De plus, ce qui est reproché à ce système de vote est la représentation non-proportionnelle des partis par rapport au nombre de votes ainsi qu'une favorisation aux grands partis politiques au détriment des plus petits.
Si l'on prend exemple sur l'élection fédérale canadienne de 2011, le Parti Conservateur du Canada a remporté 53,90 % des sièges malgré le support de seulement 39,62 % des canadiens. Cela signifie que, puisque ce parti a plus de 50 % des sièges, il est en majorité parlementaire malgré le support d'une minorité de canadiens.
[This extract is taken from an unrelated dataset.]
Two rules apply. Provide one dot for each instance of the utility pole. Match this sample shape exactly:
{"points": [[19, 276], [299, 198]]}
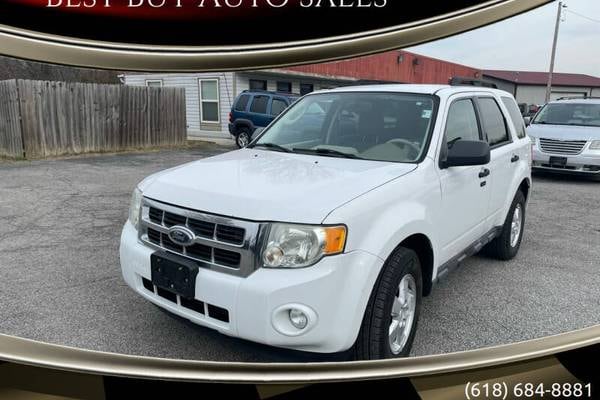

Pour ce qui est des autres partis, le Nouveau Parti Démocratique a remporté 33,44 % des sièges alors qu'il a reçu l'appui de 30,63 % des électeurs. Même si ce parti a une représentation plutôt proportionnelle, c'est tout le contraire pour les autres partis: Le Parti Libéral du Canada a remporté seulement 11,04 % des sièges malgré l'appui de 18,91 % des électeurs canadiens. Le Bloc Québécois n'a remporté que 1,3 % des sièges malgré l'appui de 6,04 % des électeurs, soit environ 5 fois moins de sièges. Et c'est encore pire pour le Parti Vert du Canada qui n'a remporté que 0,32 % des sièges malgré le vote de plus de 3,91 % des électeurs, soit 12 fois moins de sièges.
Vous remarquerez que les partis qui ont reçu beaucoup de votes, donc les grands partis, remportent plus de sièges en proportion avec les votes reçus alors que ceux qui en ont reçu moins, donc les plus petits partis, remportent proportionnellement moins de sièges.
Ce sont les raisons pour lesquelles on préfère souvent un scrutin uninominal majoritaire à deux tours, ou un autre système de vote pondéré.